One fun pick: The Oregon Trail Game.
It took us two trial runs before we understood the game totally. Once we got it, it was so easy!
The video on Pressman's site made it easier to set up and understand.
- 1 Game Board
- 48 Trail Tiles
- 32 Coins
- 1 Die
- 1 Hunting Stand
- Cards: 25 Hunting, 56 Calamities, 8 Wagon Upgrades, 8 Market Pieces
- 50 Small Supplies: 12 Pistols, 10 Compasses, 10 Medicine, 40 Meat
- 20 Large Supplies: 4 Shotguns, 6 Wagon Parts, 6 Winter Clothes, 4 Hitchhikers
- Player Pieces: 4 Wagons, 4 Boards, 4 Purple Family Members, 4 Yellow Family Members, 4 Red Family Members, 4 Blue Family Members
- Complete Instructions and Game Cards
It's a survival game.
It’s 1844: You and your family have joined a wagon train in Independence, MO that is about to head to Willamette Valley to find your fortune in the West! Players will place tiles to discover the trails, rivers, forts, and towns ahead of them that they will move through to this new land. This scenic journey would almost be perfect… if it wasn’t for the disease, drowning, rattlesnakes and other hazards that will plague you along the way. You’ll need to hunt for food to avoid starvation, and with limited wagon space, you may need to choose between supplies and family members to keep moving along the trail. Until, eventually, you find yourself safe, in Willamette Valley. Relive your fond memories of one of the world’s most beloved computer games as you race your friends to victory in “The Oregon Trail: Journey to Willamette Valley.”
This game is for 2 to 4 players. It's for ages 14 and up, although Isaak is 10 1/2, and seemed to grasp the game.
Mica watched the video, and set the game up. There are a lot of pieces. I can certainly understand why it's for ages 14 and up.
I had Dad join the boys to play a third game. Mica likes to make up rules, or change them to fit his best interest.
The look on Isaak's face says it all. Mica kept changing the rules to the game.
I stopped playing to make dinner. They are so funny to listen to!
Isaak: Aunt Angie would have died in the beginning of the game! There’s no room, for vegetarians.
Travis: You mean there’s no cannibalism? Back in the day they ate people when they were desperate!
Mica: Broke Out in Song, “Feed my family! I got some brothers and sisters with me!”
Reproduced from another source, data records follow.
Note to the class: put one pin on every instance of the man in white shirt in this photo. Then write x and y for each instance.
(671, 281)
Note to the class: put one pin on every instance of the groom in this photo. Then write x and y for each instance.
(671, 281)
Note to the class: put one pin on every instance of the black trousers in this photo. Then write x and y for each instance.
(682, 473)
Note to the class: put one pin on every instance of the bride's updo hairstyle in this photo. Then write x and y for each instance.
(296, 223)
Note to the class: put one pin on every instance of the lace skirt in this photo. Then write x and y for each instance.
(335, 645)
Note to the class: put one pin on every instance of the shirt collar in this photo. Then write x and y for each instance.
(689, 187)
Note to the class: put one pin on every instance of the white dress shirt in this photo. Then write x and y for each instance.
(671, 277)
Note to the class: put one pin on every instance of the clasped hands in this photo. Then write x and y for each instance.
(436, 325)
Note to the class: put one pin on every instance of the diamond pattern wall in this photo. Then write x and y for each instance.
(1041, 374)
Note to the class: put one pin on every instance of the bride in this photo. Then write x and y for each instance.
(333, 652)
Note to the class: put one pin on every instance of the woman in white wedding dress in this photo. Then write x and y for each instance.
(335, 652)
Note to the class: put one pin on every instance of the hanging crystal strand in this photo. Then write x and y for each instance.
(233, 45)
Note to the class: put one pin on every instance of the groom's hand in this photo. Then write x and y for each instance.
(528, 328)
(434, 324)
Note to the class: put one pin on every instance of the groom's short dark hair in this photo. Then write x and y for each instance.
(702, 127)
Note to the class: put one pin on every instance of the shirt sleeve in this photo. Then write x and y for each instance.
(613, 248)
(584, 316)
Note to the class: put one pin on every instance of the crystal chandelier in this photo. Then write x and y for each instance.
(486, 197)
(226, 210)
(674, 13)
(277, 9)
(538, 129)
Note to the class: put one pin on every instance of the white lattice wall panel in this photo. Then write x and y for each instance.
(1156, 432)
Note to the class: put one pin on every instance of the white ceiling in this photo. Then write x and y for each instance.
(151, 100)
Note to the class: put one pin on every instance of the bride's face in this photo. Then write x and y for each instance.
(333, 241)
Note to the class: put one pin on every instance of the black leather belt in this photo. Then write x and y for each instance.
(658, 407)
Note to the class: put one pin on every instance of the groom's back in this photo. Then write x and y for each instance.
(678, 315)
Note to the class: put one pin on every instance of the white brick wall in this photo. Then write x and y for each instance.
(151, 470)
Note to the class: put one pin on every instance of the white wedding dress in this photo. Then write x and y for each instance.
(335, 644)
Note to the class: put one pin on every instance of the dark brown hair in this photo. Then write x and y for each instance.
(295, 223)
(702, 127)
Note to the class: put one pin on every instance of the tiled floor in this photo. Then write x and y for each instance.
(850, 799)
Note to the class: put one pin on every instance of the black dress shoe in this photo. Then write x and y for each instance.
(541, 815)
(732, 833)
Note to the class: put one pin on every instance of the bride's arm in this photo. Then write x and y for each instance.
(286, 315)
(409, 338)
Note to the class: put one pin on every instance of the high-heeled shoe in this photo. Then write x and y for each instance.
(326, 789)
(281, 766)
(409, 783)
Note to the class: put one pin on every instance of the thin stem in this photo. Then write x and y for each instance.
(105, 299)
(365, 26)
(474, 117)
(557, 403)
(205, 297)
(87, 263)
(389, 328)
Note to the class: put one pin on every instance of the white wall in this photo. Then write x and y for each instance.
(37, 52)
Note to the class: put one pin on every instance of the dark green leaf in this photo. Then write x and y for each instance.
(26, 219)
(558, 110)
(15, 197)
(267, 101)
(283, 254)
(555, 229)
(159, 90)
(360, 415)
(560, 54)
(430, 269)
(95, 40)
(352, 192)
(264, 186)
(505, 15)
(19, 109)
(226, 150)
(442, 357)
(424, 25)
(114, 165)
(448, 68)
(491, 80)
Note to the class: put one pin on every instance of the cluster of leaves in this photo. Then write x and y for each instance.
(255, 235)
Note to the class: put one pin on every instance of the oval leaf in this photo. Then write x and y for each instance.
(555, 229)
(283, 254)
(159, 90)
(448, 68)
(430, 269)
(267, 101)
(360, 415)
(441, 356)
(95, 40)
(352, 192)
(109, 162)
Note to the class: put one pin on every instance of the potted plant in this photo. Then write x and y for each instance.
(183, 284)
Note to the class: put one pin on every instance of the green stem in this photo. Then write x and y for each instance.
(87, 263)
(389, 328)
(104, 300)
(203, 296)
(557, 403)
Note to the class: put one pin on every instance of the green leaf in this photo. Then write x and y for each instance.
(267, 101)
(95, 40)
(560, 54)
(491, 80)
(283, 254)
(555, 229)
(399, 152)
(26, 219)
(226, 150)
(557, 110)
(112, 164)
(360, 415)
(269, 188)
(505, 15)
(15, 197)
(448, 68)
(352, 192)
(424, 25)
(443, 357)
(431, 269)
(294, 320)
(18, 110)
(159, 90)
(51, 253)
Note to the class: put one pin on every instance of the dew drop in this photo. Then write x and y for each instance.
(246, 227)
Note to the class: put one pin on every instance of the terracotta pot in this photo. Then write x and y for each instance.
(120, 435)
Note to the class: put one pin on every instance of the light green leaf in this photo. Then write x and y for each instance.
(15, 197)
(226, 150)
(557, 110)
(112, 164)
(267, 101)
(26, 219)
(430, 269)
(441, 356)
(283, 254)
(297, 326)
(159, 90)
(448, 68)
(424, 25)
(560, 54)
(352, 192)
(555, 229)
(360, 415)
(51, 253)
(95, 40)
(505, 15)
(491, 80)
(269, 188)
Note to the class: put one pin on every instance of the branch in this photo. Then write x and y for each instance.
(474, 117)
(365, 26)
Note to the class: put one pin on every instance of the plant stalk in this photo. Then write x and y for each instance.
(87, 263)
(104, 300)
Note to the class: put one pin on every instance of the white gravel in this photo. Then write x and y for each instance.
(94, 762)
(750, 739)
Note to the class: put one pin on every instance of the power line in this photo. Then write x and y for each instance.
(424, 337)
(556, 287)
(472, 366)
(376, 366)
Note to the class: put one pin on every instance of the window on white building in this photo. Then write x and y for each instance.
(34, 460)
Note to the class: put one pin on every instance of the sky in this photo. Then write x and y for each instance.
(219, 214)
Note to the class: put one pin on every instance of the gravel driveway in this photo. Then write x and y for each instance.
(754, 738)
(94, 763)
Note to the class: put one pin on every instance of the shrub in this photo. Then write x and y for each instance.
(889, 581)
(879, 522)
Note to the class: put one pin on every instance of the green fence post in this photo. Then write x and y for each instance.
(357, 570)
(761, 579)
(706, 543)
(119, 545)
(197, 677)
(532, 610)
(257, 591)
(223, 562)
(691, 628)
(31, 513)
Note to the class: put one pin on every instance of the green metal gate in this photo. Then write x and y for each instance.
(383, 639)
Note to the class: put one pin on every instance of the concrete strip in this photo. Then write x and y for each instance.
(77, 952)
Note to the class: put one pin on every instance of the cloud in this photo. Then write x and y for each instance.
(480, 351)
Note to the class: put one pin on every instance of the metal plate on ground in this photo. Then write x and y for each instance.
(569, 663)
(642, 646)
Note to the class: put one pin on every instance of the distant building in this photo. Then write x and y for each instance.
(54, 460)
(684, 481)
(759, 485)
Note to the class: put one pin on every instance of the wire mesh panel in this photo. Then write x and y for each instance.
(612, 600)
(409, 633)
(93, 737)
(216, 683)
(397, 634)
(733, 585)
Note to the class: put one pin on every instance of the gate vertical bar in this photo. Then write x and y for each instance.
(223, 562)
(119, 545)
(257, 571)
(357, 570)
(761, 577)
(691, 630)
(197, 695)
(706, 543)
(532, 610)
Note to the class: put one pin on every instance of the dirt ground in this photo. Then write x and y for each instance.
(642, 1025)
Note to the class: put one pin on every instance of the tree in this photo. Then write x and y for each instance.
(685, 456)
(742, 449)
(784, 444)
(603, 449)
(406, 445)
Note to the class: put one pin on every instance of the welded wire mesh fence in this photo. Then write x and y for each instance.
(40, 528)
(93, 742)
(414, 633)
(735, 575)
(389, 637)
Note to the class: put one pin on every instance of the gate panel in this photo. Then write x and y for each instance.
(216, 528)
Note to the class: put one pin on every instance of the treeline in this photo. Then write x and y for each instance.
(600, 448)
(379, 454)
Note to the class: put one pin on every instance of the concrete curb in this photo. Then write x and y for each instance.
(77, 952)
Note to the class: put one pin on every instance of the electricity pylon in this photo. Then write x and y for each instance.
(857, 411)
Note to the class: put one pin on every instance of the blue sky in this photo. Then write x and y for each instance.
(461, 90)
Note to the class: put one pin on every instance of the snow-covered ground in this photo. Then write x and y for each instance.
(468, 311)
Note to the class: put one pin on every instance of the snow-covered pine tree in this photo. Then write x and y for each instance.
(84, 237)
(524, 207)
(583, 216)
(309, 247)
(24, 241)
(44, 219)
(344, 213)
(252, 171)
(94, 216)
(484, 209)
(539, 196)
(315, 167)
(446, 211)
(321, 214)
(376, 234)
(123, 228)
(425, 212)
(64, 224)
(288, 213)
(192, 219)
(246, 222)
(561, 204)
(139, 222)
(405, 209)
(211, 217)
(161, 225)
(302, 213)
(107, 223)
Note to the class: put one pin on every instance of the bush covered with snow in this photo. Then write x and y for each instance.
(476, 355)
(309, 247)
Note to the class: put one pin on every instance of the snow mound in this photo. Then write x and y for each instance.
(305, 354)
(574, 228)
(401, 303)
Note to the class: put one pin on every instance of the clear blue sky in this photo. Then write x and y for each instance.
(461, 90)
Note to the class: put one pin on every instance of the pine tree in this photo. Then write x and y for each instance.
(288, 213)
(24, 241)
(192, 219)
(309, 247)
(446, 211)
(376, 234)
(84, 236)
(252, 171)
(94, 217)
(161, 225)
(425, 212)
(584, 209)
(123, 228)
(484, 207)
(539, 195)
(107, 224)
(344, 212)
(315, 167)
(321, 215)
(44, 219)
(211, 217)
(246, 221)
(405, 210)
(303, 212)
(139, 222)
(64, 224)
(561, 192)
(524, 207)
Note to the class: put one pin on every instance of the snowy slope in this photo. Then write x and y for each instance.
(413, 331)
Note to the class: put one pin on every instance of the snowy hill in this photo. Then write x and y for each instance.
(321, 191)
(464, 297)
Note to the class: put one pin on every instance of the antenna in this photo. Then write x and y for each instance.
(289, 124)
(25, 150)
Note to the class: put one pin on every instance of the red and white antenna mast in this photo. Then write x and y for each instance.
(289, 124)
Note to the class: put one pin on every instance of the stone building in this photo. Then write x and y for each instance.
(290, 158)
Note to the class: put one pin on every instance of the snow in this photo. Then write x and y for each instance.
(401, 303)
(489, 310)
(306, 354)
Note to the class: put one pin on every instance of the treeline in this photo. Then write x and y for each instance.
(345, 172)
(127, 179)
The card in the front of each player tells you the steps, so you don't forget anything. It's important to follow the steps. That's what we had problems with, with Mica. He forgot to do certain things, and wanted to go back to do them. We already had trial runs, so he knew how to play. Even though Isaak's younger he followed the rules pretty well. He did get sad when his people didn't get fed because he was out of money. That's kind of how the game works though.
Overall it was fun! It wasn't a short, or long game. It did seem long because we played it 3 times. They got one game played in the time it took me to make dinner, and serve it. Probably about an hour. I did hear a lot of laughing. It was nostalgic for me. I used to play the game in grade school, on the computer. Travis never played it. He had a limited childhood. Ha!
Where to get it?
Pick up this game at Target for $39.99.
Have you played any version of The Oregon Trail?
Disclaimer: Pressmen sent me this game to help with this review. They in no way influenced what I wrote, or my opinions.